# How speaker_profiles.py Enables Multi-Speaker Podcast Generation in Open Notebook

> Learn how speaker_profiles.py manages speaker configurations and voice settings to enable multi-speaker podcast generation within the Open Notebook project. Explore its role in TTS model integration for distinct vocal data.

- Repository: [Luis Novo/open-notebook](https://github.com/lfnovo/open-notebook)
- Tags: deep-dive
- Published: 2026-06-06

---

**The [`speaker_profiles.py`](https://github.com/lfnovo/open-notebook/blob/main/speaker_profiles.py) router exposes REST endpoints that manage `SpeakerProfile` records, validating speaker configurations, serializing TTS model references, and resolving voice settings to feed distinct voice data into the podcast synthesis pipeline.**

Open Notebook transforms text content into AI-generated audio narratives. The [`api/routers/speaker_profiles.py`](https://github.com/lfnovo/open-notebook/blob/main/api/routers/speaker_profiles.py) module serves as the primary gateway for defining multi-speaker scenarios, working in tandem with the underlying `SpeakerProfile` data model to orchestrate voices, personalities, and text-to-speech (TTS) provider configurations that power dynamic, multi-character podcasts.

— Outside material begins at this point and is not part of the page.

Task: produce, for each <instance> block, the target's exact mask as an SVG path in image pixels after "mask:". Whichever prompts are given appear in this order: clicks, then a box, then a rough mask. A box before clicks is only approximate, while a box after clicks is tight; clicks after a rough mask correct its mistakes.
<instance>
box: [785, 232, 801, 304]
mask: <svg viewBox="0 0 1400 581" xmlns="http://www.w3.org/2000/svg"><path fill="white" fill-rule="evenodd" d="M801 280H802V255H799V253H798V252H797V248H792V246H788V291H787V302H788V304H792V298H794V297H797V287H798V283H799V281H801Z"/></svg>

## What Is speaker_profiles.py?

[`speaker_profiles.py`](https://github.com/lfnovo/open-notebook/blob/main/speaker_profiles.py) is a FastAPI router located at [`api/routers/speaker_profiles.py`](https://github.com/lfnovo/open-notebook/blob/main/api/routers/speaker_profiles.py) that provides RESTful CRUD operations for speaker configuration records. While the router handles HTTP requests and responses, it relies on the `SpeakerProfile` class defined in [`open_notebook/podcasts/models.py`](https://github.com/lfnovo/open-notebook/blob/main/open_notebook/podcasts/models.py) (lines 26-34) to enforce data integrity and business logic. This separation allows the API layer to remain thin while the model layer handles complex validation, SurrealDB serialization, and TTS resolution.

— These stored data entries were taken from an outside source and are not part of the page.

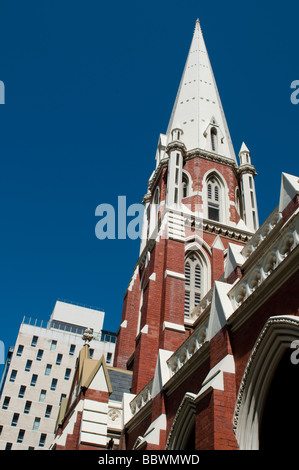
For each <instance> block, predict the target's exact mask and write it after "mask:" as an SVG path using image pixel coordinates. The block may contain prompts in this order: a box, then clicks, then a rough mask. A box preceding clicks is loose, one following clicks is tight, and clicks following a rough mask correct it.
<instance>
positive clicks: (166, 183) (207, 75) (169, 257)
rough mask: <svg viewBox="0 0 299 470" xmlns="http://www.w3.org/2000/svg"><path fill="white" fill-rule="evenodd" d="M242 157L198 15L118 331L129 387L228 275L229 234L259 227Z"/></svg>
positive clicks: (144, 380) (148, 197) (119, 347)
mask: <svg viewBox="0 0 299 470" xmlns="http://www.w3.org/2000/svg"><path fill="white" fill-rule="evenodd" d="M239 158H240V165H239V164H238V162H237V158H236V155H235V152H234V148H233V144H232V141H231V137H230V133H229V129H228V125H227V122H226V118H225V114H224V111H223V108H222V104H221V100H220V96H219V93H218V89H217V85H216V81H215V78H214V74H213V70H212V67H211V63H210V60H209V56H208V52H207V49H206V45H205V42H204V38H203V34H202V30H201V26H200V23H199V20H197V21H196V24H195V29H194V34H193V38H192V42H191V47H190V50H189V54H188V57H187V61H186V65H185V68H184V71H183V75H182V79H181V82H180V85H179V89H178V93H177V96H176V99H175V103H174V107H173V110H172V113H171V117H170V121H169V124H168V128H167V131H166V134H160V137H159V140H158V146H157V152H156V167H155V170H154V171H153V173H152V175H151V177H150V179H149V181H148V191H147V194H146V195H145V196H144V199H143V204H144V220H143V229H142V240H141V245H140V255H139V259H138V261H137V263H136V265H135V269H134V272H133V275H132V278H131V280H130V283H129V286H128V289H127V291H126V293H125V297H124V306H123V315H122V322H121V326H120V328H119V332H118V338H117V344H116V351H115V362H114V365H115V367H120V368H125V369H129V370H132V371H133V380H132V389H131V391H132V393H133V394H136V393H139V391H140V390H142V389H143V387H144V386H145V385H146V384H147V383H148V382H149V381H150V380H151V379H152V378H153V376H154V372H155V366H156V363H157V357H158V354H159V351H161V350H162V351H163V350H164V351H165V350H166V351H175V350H176V349H177V348H178V347H179V346H180V345H181V344H182V342H183V341H184V340H185V339H186V338H187V337H188V336H189V334H190V332H192V331H193V329H194V326H195V318H196V317H195V316H194V312H196V308H197V307H198V305H199V304H200V302H203V301H204V299H205V296H206V295H207V293H208V292H209V290H210V289H211V287H212V286H213V285H214V283H215V281H217V280H219V279H220V278H221V279H223V273H224V272H225V264H226V256H227V251H228V245H229V243H234V244H235V245H240V246H244V245H245V243H246V242H247V241H248V240H249V239H250V238H251V236H252V235H253V233H254V232H255V231H256V230H257V229H258V213H257V204H256V196H255V188H254V181H253V180H254V177H255V175H256V172H255V169H254V166H253V165H252V163H251V156H250V152H249V150H248V149H247V147H246V146H245V144H243V145H242V148H241V151H240V154H239ZM235 275H236V276H237V273H235ZM233 280H234V279H232V280H231V281H232V282H233Z"/></svg>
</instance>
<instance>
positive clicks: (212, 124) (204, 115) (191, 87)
mask: <svg viewBox="0 0 299 470" xmlns="http://www.w3.org/2000/svg"><path fill="white" fill-rule="evenodd" d="M177 122H180V124H181V126H182V130H183V132H184V138H183V142H184V144H185V145H186V148H187V150H192V149H197V148H199V149H202V150H207V151H211V152H215V153H217V154H219V155H221V156H224V157H227V158H231V159H233V160H234V161H236V157H235V152H234V149H233V145H232V142H231V138H230V134H229V130H228V127H227V123H226V119H225V115H224V112H223V108H222V104H221V100H220V97H219V93H218V89H217V85H216V82H215V78H214V74H213V70H212V67H211V64H210V60H209V56H208V52H207V49H206V45H205V42H204V38H203V34H202V30H201V26H200V22H199V19H197V20H196V23H195V28H194V33H193V38H192V42H191V47H190V50H189V54H188V57H187V61H186V64H185V68H184V71H183V76H182V79H181V83H180V86H179V90H178V93H177V96H176V100H175V104H174V107H173V110H172V114H171V118H170V121H169V125H168V129H167V136H168V139H169V140H170V139H171V131H172V129H173V126H174V125H175V124H176V123H177ZM212 134H213V135H212ZM215 136H216V137H215Z"/></svg>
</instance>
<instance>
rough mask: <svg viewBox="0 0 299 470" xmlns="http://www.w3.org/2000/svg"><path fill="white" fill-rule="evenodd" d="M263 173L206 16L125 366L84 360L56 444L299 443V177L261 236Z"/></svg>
mask: <svg viewBox="0 0 299 470" xmlns="http://www.w3.org/2000/svg"><path fill="white" fill-rule="evenodd" d="M255 175H256V172H255V169H254V166H253V165H252V164H251V155H250V152H249V150H248V148H247V147H246V145H245V144H244V143H243V144H242V146H241V150H240V152H239V161H237V159H236V156H235V153H234V149H233V145H232V142H231V138H230V134H229V130H228V126H227V123H226V119H225V115H224V111H223V108H222V105H221V101H220V97H219V94H218V90H217V86H216V82H215V79H214V75H213V71H212V68H211V64H210V61H209V57H208V53H207V49H206V46H205V43H204V39H203V35H202V31H201V28H200V24H199V21H198V20H197V22H196V25H195V30H194V34H193V38H192V43H191V47H190V51H189V54H188V57H187V62H186V65H185V68H184V72H183V76H182V80H181V83H180V86H179V90H178V93H177V97H176V100H175V104H174V107H173V111H172V114H171V118H170V121H169V125H168V129H167V132H166V134H165V135H164V134H161V135H160V138H159V141H158V148H157V152H156V168H155V170H154V171H153V173H152V175H151V177H150V179H149V182H148V192H147V194H146V195H145V196H144V199H143V203H144V219H143V228H142V240H141V246H140V255H139V259H138V260H137V263H136V264H135V268H134V271H133V274H132V277H131V280H130V283H129V286H128V288H127V291H126V293H125V297H124V305H123V313H122V320H121V325H120V327H119V330H118V336H117V343H116V350H115V360H114V366H113V367H106V366H105V364H104V361H102V362H99V363H98V364H97V363H96V362H97V361H93V360H91V359H90V358H88V357H87V358H85V355H82V357H81V362H80V361H79V363H78V373H77V375H76V377H77V382H76V381H75V382H74V384H73V385H72V389H71V390H72V391H73V392H72V394H71V395H70V397H69V398H68V400H67V402H66V404H65V410H63V409H62V410H61V413H60V416H59V419H58V431H57V437H56V440H55V444H54V447H53V448H56V449H67V448H69V447H68V445H73V448H76V449H86V448H95V449H105V448H106V447H107V446H108V447H109V446H110V445H112V444H111V442H112V441H113V446H114V447H113V448H114V449H118V450H131V449H136V450H150V451H151V450H185V451H188V450H189V451H190V450H194V449H196V450H226V449H241V450H243V449H273V446H275V448H276V447H277V446H278V445H279V446H281V447H282V448H284V446H285V448H290V446H292V445H293V446H294V447H295V446H296V445H297V442H296V439H297V434H298V433H297V430H296V423H297V422H298V420H299V406H298V400H297V396H296V393H297V390H298V387H299V374H298V367H299V365H298V364H299V350H296V347H297V346H299V313H298V312H299V309H298V291H299V277H298V266H299V259H298V257H299V251H298V250H299V248H298V245H299V179H298V177H296V176H293V175H290V174H287V173H282V178H281V189H280V195H279V203H278V205H277V207H276V208H275V209H274V210H273V212H272V213H271V214H270V215H269V217H268V218H267V219H266V220H265V221H264V223H263V224H262V225H261V227H259V222H258V212H257V203H256V195H255V186H254V177H255ZM85 353H87V350H85V352H84V354H85ZM83 359H84V361H83ZM106 369H107V370H106ZM80 371H81V372H80ZM90 371H91V372H92V373H91V372H90ZM79 372H80V373H79ZM80 377H82V379H81V378H80ZM83 379H84V380H83ZM87 379H88V380H87ZM273 416H274V417H275V419H274V420H273ZM111 439H112V441H111ZM68 443H71V444H68Z"/></svg>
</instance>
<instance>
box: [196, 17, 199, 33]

When you create a new profile through the router, the endpoint instantiates a `SpeakerProfile` object, which validates that every speaker entry contains the mandatory fields: `name`, `voice_id`, `backstory`, and `personality` (validation logic at lines 58-68).

## The SpeakerProfile Data Model

The `SpeakerProfile` class acts as the central schema for multi-speaker definitions. It stores:

- **Profile metadata**: A unique `name` and optional `description`
- **Default TTS model**: A `voice_model` field referencing a TTS provider record (e.g., `model:tts/openai/tts-1`)
- **Speaker array**: A list of speaker objects, each with distinct voice characteristics and personality traits

Before persisting to SurrealDB, the `_prepare_save_data` method (lines 71-80) converts any `voice_model` references into proper `RecordID` objects. This serialization step ensures that database relationships remain intact and queryable, handling both the profile-level default model and any per-speaker overrides.

## Resolving TTS Configurations at Runtime

When a podcast generation command executes, the system must translate stored profile references into concrete TTS provider credentials. The `SpeakerProfile.resolve_tts_config` method (lines 82-89) performs this resolution by:

1. Loading the referenced TTS model record from the database
2. Extracting the provider name (e.g., "openai", "elevenlabs")
3. Retrieving credential configuration for authentication
4. Returning a tuple of `(provider, model_name, config)`

This resolution occurs both at the profile level (for default settings) and per-speaker when individual voice overrides exist, ensuring each character can utilize a distinct TTS engine if desired.

## Creating Multi-Speaker Configurations via the API

The router exposes a `POST /speaker-profiles` endpoint that accepts JSON payloads defining complete speaker rosters. Each speaker requires a `voice_id` matching your TTS provider's available voices.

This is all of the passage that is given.